Then, transfer money to our account:

curl 'https://payment-pal.mc.ax/graphql' -G --data-urlencode 'query=mutation { transfer(recipient: "pekomiko35", amount: 133742069) { username } }' -H 'Cookie: session=JO+vUwPImTe43EJ1n1TweD6q23X8TQ==.tx6orPNKYjUQ2VpYf9GtKA==.vDV0+uV+9dqXwsAWNYywNA==' -X POST

Finally, query query { flag } under our account to finish.

Flag: hope{pp=payment-pal=prototype-pollution!!!}

Author writeup: DiceCTF @ HOPE - web/payment-pal writeup

crypto

reverse-rsa

#!/usr/local/bin/python

import re
from Crypto.Util.number import isPrime, GCD

flag_regex = rb"hope{[a-zA-Z0-9_\-]+}"

with open("ciphertext.txt", "r") as f:
	c = int(f.read(), 10)

print(f"Welcome to reverse RSA! The encrypted flag is {c}.  Please provide the private key.")

p = int(input("p: "), 10)
q = int(input("q: "), 10)
e = int(input("e: "), 10)

N = p * q
phi = (p-1) * (q-1)

if (p < 3) or not isPrime(p) or (q < 3) or not isPrime(q) or (e < 2) or (e > phi) or GCD(p,q) > 1 or GCD(e, phi) != 1:
	print("Invalid private key")
	exit()


d = pow(e, -1, phi)
m = pow(c, d, N)

m = int.to_bytes(m, 256, 'little')
m = m.strip(b"\x00")

if re.fullmatch(flag_regex, m) is not None:
	print("Clearly, you must already know the flag!")

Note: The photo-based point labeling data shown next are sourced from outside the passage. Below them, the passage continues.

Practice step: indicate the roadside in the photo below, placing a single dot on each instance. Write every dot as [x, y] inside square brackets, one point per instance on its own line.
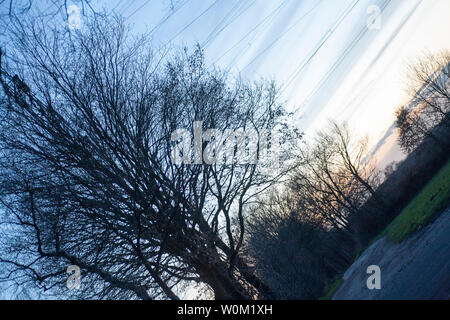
[416, 268]
[413, 257]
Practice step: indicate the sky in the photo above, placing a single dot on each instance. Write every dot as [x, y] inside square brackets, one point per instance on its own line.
[326, 60]
[328, 63]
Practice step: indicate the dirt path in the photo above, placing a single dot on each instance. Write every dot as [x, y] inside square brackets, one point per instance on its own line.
[417, 268]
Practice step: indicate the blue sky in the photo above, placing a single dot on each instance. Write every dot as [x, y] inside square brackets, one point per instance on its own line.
[321, 53]
[330, 65]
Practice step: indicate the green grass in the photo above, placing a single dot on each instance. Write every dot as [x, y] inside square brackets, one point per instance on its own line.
[423, 208]
[430, 201]
[332, 289]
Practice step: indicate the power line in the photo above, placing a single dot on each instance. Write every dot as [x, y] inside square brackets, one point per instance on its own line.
[143, 5]
[257, 26]
[162, 21]
[213, 34]
[320, 44]
[193, 21]
[341, 58]
[282, 35]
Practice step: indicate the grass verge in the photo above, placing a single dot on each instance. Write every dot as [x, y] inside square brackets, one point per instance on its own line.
[424, 207]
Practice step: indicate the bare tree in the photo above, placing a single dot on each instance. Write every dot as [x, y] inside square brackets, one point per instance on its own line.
[429, 108]
[335, 178]
[88, 176]
[294, 256]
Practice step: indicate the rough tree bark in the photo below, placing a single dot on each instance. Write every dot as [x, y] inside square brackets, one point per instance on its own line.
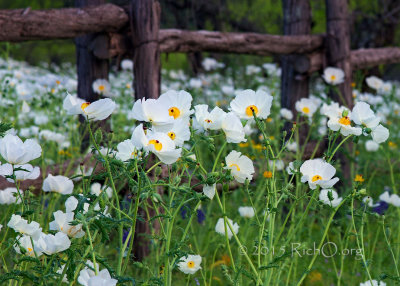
[296, 21]
[145, 25]
[338, 45]
[90, 67]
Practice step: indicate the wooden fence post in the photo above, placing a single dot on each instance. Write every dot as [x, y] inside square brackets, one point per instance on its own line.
[145, 24]
[338, 45]
[297, 21]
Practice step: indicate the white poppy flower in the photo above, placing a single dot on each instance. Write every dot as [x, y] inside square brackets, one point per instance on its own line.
[27, 172]
[102, 87]
[97, 189]
[9, 196]
[286, 113]
[151, 110]
[318, 172]
[178, 103]
[61, 223]
[362, 114]
[380, 134]
[306, 106]
[209, 190]
[233, 128]
[158, 143]
[248, 101]
[58, 184]
[333, 76]
[324, 197]
[26, 242]
[343, 124]
[209, 120]
[50, 244]
[179, 132]
[240, 165]
[16, 152]
[220, 227]
[374, 82]
[22, 226]
[247, 212]
[190, 264]
[371, 146]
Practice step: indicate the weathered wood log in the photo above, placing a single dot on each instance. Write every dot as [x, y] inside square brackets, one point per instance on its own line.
[25, 24]
[182, 41]
[296, 21]
[338, 45]
[145, 25]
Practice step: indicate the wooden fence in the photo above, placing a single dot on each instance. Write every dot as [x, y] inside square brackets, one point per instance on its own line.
[103, 31]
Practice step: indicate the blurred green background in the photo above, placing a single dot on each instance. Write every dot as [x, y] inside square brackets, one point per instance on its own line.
[374, 23]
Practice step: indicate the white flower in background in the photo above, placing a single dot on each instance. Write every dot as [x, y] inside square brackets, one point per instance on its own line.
[97, 189]
[16, 152]
[247, 212]
[9, 196]
[179, 132]
[102, 87]
[209, 190]
[220, 227]
[333, 76]
[209, 120]
[25, 242]
[306, 106]
[61, 223]
[158, 143]
[190, 264]
[374, 283]
[330, 197]
[362, 114]
[177, 103]
[248, 101]
[380, 134]
[22, 226]
[58, 184]
[233, 128]
[21, 172]
[240, 165]
[126, 150]
[393, 199]
[286, 113]
[343, 124]
[151, 110]
[371, 146]
[317, 172]
[50, 244]
[97, 110]
[374, 82]
[127, 64]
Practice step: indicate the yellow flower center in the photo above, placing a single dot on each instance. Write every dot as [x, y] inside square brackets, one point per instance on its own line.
[157, 144]
[344, 120]
[359, 178]
[172, 135]
[306, 110]
[84, 105]
[316, 178]
[235, 165]
[175, 112]
[267, 174]
[250, 109]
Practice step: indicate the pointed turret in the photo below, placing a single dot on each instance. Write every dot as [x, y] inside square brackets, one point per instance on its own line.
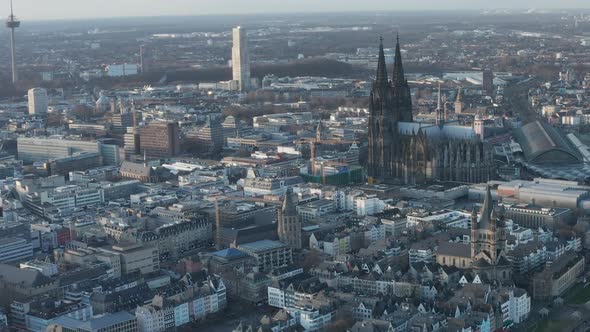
[381, 78]
[398, 69]
[440, 117]
[319, 132]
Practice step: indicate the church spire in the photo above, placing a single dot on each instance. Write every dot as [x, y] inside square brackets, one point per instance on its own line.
[398, 69]
[381, 79]
[289, 207]
[440, 117]
[486, 209]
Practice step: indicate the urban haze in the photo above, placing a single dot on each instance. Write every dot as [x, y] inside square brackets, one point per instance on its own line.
[264, 165]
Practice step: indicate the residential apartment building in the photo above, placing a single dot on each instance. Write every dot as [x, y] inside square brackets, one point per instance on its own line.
[159, 140]
[270, 254]
[15, 249]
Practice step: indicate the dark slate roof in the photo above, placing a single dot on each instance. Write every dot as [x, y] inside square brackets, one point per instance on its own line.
[230, 253]
[542, 143]
[486, 210]
[454, 249]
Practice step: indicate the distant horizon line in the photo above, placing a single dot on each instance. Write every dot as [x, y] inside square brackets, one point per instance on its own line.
[496, 11]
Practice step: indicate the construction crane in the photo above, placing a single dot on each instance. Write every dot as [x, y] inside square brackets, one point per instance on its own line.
[219, 198]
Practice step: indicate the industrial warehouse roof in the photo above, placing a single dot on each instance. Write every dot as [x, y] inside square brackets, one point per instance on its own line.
[543, 144]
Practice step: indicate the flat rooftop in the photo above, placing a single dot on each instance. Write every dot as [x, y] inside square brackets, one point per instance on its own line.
[262, 245]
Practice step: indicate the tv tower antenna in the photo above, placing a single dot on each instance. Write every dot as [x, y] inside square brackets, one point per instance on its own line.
[12, 23]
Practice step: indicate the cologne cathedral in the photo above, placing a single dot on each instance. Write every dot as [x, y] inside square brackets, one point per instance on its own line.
[407, 152]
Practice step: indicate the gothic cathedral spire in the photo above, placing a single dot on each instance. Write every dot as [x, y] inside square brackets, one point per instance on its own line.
[381, 80]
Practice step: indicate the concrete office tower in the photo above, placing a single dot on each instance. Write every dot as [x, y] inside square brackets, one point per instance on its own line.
[144, 58]
[38, 101]
[488, 82]
[240, 59]
[12, 23]
[289, 224]
[159, 140]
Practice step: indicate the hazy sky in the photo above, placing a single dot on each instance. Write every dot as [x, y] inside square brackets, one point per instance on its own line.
[56, 9]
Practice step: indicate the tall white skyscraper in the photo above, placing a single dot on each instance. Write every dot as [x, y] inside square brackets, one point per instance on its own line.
[38, 101]
[240, 59]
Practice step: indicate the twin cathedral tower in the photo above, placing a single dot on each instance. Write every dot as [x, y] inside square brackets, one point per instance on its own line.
[407, 152]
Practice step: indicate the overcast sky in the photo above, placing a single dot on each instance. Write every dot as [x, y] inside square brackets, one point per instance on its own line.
[57, 9]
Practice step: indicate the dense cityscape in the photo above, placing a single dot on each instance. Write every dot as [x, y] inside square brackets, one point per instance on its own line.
[356, 171]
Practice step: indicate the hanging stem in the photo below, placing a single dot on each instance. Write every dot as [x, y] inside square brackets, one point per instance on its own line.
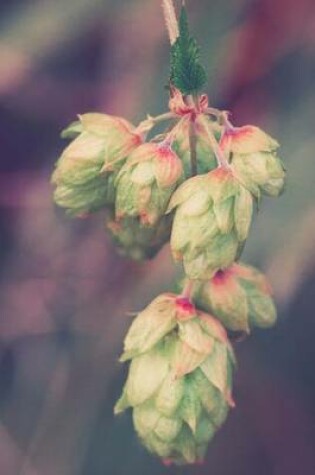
[220, 156]
[170, 20]
[193, 147]
[187, 290]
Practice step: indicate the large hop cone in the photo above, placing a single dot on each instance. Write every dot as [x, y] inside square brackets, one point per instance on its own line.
[146, 182]
[240, 297]
[137, 241]
[179, 382]
[255, 160]
[85, 173]
[212, 220]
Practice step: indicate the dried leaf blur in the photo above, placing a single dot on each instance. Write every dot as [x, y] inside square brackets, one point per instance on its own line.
[66, 296]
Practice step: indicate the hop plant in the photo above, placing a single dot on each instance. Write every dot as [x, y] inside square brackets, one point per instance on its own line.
[211, 223]
[240, 297]
[195, 185]
[255, 160]
[146, 182]
[85, 173]
[136, 240]
[179, 382]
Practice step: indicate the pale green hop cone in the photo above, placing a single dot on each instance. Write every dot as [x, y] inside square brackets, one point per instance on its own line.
[146, 183]
[240, 297]
[85, 173]
[254, 158]
[180, 379]
[137, 241]
[206, 160]
[212, 220]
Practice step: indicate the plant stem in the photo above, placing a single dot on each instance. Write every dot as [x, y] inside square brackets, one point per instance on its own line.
[188, 290]
[221, 158]
[170, 20]
[146, 125]
[193, 147]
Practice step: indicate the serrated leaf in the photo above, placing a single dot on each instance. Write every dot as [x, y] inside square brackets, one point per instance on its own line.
[122, 404]
[73, 130]
[187, 74]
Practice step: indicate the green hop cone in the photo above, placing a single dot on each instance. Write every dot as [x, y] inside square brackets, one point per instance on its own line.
[146, 183]
[240, 297]
[211, 223]
[136, 241]
[179, 382]
[181, 145]
[255, 160]
[85, 173]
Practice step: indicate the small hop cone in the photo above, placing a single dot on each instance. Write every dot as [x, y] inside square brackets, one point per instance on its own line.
[85, 173]
[240, 297]
[212, 220]
[146, 183]
[255, 160]
[179, 382]
[136, 241]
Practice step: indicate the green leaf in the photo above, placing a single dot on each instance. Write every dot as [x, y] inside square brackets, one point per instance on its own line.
[72, 131]
[187, 74]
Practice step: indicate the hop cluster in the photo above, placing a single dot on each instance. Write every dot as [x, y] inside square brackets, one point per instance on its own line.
[179, 383]
[194, 185]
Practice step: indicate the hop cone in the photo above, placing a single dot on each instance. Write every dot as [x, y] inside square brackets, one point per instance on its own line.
[136, 241]
[212, 220]
[181, 145]
[255, 161]
[179, 382]
[146, 183]
[240, 297]
[85, 173]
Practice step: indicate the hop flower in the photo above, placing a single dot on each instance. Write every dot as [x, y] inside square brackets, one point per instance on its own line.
[136, 241]
[85, 173]
[212, 220]
[240, 297]
[254, 159]
[181, 145]
[179, 382]
[146, 183]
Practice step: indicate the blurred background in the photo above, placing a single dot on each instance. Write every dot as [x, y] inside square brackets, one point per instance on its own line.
[65, 294]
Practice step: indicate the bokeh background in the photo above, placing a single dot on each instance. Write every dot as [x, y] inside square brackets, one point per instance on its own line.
[65, 294]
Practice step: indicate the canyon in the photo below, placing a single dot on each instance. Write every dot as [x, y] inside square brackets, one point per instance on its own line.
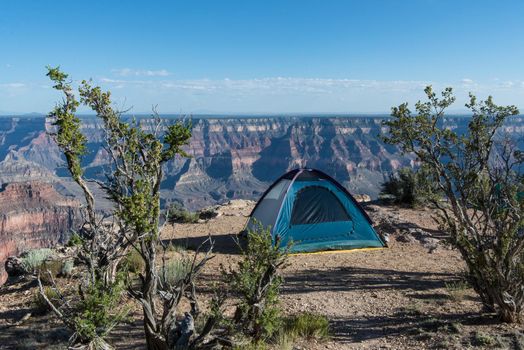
[230, 158]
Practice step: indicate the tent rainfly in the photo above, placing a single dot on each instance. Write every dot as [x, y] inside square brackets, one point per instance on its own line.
[315, 212]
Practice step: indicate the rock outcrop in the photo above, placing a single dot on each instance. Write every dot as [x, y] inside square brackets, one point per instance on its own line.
[33, 215]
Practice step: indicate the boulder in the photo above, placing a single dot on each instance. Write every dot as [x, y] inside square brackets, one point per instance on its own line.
[14, 267]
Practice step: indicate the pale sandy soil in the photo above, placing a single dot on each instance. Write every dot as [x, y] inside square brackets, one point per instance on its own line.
[393, 298]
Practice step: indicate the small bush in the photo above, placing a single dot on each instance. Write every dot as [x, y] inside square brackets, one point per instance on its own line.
[455, 327]
[174, 248]
[50, 269]
[99, 311]
[67, 268]
[457, 290]
[178, 214]
[174, 271]
[257, 282]
[483, 339]
[207, 214]
[75, 240]
[308, 325]
[134, 262]
[406, 187]
[33, 259]
[39, 303]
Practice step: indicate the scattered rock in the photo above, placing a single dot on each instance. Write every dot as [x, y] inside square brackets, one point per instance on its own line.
[406, 239]
[14, 267]
[362, 198]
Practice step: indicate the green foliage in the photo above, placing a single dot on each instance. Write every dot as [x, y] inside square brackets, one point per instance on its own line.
[67, 268]
[407, 187]
[484, 339]
[178, 214]
[68, 136]
[33, 259]
[99, 310]
[257, 283]
[75, 240]
[137, 155]
[174, 271]
[50, 269]
[134, 262]
[39, 303]
[457, 290]
[308, 325]
[478, 174]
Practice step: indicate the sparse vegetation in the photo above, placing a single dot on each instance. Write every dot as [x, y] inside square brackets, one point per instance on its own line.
[75, 240]
[307, 325]
[174, 270]
[457, 290]
[134, 262]
[40, 304]
[33, 259]
[178, 214]
[137, 158]
[478, 174]
[483, 339]
[67, 268]
[406, 187]
[257, 282]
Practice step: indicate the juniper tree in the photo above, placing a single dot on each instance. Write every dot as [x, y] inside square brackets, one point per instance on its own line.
[479, 175]
[137, 154]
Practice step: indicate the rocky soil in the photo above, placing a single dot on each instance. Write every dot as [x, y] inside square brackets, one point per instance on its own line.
[407, 296]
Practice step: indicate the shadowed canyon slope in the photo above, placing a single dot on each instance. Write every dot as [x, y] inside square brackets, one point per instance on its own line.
[230, 158]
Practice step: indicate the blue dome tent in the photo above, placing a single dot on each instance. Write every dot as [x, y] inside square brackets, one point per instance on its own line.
[314, 211]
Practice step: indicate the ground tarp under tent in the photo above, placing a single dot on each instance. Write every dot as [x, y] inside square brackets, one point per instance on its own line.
[315, 212]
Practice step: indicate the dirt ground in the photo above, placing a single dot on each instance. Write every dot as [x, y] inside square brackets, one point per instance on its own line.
[406, 296]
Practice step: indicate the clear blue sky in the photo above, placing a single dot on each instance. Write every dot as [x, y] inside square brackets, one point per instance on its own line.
[262, 56]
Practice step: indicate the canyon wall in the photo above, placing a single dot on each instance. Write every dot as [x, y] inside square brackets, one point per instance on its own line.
[33, 215]
[230, 158]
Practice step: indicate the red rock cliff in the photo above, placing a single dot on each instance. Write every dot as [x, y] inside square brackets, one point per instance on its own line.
[33, 215]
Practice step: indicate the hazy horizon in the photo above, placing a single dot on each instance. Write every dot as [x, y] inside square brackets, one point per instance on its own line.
[262, 57]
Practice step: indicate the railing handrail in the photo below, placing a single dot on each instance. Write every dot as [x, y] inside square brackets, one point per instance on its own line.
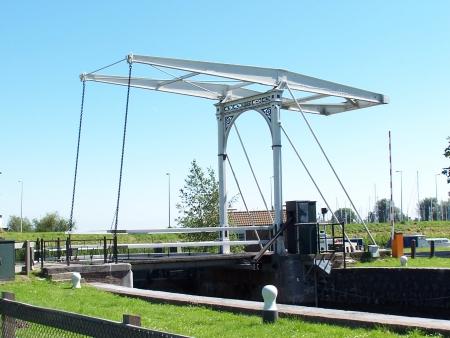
[178, 230]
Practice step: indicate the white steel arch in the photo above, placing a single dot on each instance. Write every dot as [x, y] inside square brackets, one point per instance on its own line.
[316, 96]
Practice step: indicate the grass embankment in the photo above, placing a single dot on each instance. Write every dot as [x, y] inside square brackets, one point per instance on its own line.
[382, 231]
[419, 262]
[187, 320]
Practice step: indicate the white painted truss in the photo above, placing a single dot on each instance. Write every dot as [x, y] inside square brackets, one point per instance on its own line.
[353, 98]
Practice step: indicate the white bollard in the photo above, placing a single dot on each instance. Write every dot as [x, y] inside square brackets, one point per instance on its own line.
[76, 279]
[403, 261]
[270, 310]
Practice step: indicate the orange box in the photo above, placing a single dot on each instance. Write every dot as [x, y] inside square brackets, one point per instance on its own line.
[397, 245]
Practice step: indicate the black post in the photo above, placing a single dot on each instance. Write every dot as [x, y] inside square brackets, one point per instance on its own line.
[8, 323]
[413, 249]
[58, 249]
[105, 253]
[42, 253]
[38, 248]
[343, 242]
[131, 320]
[68, 251]
[115, 248]
[332, 235]
[27, 258]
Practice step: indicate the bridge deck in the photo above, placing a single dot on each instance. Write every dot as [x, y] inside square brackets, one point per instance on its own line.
[177, 261]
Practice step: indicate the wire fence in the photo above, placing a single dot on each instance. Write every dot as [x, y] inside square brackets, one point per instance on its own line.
[24, 320]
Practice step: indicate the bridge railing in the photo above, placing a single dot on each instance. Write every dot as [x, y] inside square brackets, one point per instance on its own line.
[102, 248]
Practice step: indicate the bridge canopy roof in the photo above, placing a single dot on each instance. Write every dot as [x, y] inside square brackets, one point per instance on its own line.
[228, 82]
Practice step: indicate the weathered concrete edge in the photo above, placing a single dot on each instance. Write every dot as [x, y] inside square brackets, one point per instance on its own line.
[321, 315]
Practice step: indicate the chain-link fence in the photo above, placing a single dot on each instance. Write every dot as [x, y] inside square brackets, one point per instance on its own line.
[24, 320]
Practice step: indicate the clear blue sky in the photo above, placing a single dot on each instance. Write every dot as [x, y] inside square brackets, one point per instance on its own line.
[399, 48]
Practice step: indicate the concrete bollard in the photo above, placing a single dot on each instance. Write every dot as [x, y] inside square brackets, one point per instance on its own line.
[76, 279]
[403, 260]
[270, 310]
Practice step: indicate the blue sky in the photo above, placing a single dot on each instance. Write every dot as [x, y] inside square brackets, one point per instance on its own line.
[399, 48]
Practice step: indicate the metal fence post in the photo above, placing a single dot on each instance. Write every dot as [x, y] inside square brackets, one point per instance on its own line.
[8, 323]
[58, 249]
[27, 258]
[105, 252]
[131, 320]
[42, 253]
[67, 252]
[116, 254]
[38, 248]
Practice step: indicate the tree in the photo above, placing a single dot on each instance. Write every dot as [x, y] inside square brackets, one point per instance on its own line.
[199, 205]
[445, 209]
[345, 215]
[51, 222]
[446, 171]
[14, 224]
[382, 211]
[429, 209]
[447, 150]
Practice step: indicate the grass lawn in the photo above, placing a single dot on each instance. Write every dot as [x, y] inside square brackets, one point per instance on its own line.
[422, 262]
[188, 320]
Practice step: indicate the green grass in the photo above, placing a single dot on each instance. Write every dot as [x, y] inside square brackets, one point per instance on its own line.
[188, 320]
[418, 262]
[122, 238]
[382, 231]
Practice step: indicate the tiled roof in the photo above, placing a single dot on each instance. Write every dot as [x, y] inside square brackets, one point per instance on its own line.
[255, 217]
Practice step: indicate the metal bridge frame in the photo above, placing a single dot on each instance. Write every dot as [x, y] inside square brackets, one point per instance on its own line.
[237, 98]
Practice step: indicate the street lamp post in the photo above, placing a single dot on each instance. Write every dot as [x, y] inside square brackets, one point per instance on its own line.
[437, 204]
[168, 175]
[21, 204]
[401, 193]
[271, 194]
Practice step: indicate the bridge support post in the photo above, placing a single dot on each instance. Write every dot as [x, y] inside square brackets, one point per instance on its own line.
[277, 174]
[222, 157]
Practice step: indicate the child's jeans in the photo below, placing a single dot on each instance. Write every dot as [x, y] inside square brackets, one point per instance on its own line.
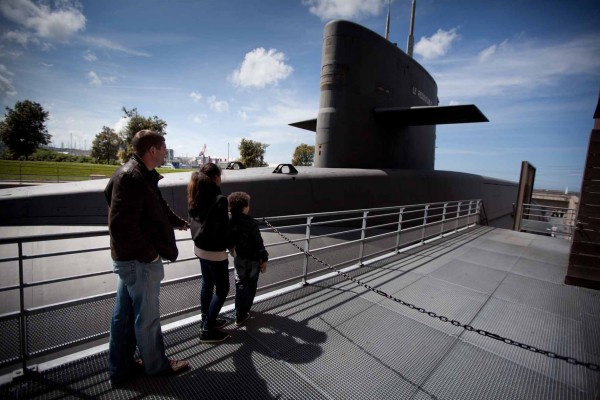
[246, 281]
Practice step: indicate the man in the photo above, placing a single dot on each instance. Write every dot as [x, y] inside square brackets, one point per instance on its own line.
[141, 235]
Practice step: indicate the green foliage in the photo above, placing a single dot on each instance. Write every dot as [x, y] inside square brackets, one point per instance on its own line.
[137, 123]
[252, 154]
[51, 155]
[44, 171]
[106, 145]
[304, 155]
[23, 129]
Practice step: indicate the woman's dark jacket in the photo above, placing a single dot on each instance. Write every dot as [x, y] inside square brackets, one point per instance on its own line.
[209, 221]
[247, 239]
[139, 219]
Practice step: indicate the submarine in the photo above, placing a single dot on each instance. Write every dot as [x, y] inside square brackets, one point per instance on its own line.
[374, 147]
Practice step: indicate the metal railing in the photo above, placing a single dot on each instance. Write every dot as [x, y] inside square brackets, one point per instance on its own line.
[548, 221]
[44, 323]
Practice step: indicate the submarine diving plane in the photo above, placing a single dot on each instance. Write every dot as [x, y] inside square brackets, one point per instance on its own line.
[374, 147]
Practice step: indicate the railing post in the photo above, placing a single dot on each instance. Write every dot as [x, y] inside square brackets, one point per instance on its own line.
[443, 219]
[457, 216]
[469, 213]
[306, 250]
[362, 237]
[399, 228]
[424, 223]
[22, 322]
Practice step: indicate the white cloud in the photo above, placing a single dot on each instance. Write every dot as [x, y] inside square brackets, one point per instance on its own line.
[437, 45]
[6, 86]
[97, 80]
[89, 56]
[344, 9]
[196, 97]
[199, 118]
[487, 53]
[261, 68]
[57, 24]
[217, 105]
[110, 45]
[20, 37]
[519, 67]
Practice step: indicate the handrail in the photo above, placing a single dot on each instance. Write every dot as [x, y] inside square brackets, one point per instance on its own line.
[364, 233]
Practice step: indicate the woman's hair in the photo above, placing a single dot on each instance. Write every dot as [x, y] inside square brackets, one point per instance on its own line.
[202, 188]
[238, 201]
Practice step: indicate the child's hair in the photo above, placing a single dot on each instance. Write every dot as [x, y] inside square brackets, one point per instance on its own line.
[238, 201]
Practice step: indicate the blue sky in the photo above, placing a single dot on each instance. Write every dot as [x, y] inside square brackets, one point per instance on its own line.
[218, 71]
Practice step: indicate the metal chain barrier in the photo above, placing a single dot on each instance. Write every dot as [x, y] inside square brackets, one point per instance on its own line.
[550, 354]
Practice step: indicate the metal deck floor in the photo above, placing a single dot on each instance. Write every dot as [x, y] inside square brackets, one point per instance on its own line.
[335, 340]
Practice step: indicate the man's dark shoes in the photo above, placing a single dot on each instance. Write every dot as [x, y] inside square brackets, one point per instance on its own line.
[242, 319]
[213, 336]
[176, 366]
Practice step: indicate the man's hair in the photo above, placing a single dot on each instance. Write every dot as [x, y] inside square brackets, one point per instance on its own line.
[144, 140]
[237, 202]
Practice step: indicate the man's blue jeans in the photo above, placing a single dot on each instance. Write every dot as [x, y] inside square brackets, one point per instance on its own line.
[136, 320]
[214, 290]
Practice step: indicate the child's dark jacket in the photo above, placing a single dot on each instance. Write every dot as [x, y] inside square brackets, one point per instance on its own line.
[246, 238]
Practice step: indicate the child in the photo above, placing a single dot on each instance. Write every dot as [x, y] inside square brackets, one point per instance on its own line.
[250, 255]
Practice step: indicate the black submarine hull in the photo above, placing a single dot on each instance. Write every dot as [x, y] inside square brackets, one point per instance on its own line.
[374, 147]
[311, 190]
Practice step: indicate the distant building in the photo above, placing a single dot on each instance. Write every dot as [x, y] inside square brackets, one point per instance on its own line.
[562, 206]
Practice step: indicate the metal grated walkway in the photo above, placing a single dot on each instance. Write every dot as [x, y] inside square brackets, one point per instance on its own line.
[333, 339]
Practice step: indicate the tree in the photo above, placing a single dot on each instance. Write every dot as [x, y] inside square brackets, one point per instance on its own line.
[23, 129]
[106, 145]
[304, 155]
[137, 123]
[252, 154]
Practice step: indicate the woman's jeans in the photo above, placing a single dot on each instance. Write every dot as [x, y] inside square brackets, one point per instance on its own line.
[136, 319]
[214, 290]
[246, 281]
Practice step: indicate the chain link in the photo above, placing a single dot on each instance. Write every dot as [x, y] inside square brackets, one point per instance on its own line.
[570, 360]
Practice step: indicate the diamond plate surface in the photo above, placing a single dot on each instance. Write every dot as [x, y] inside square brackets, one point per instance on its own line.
[546, 296]
[472, 373]
[336, 340]
[472, 276]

	with open('flag.txt','rb') as f:
		flag = f.read()
		print(flag.decode())

else:
	print("hack harder")

This challenge involves an unknown RSA public encryption of the flag, denoted as $c$ , and we need to provide another public key such that $m' \equiv c^d \pmod{n}$ matches a hope{[a-zA-Z0-9_\-]+} regex.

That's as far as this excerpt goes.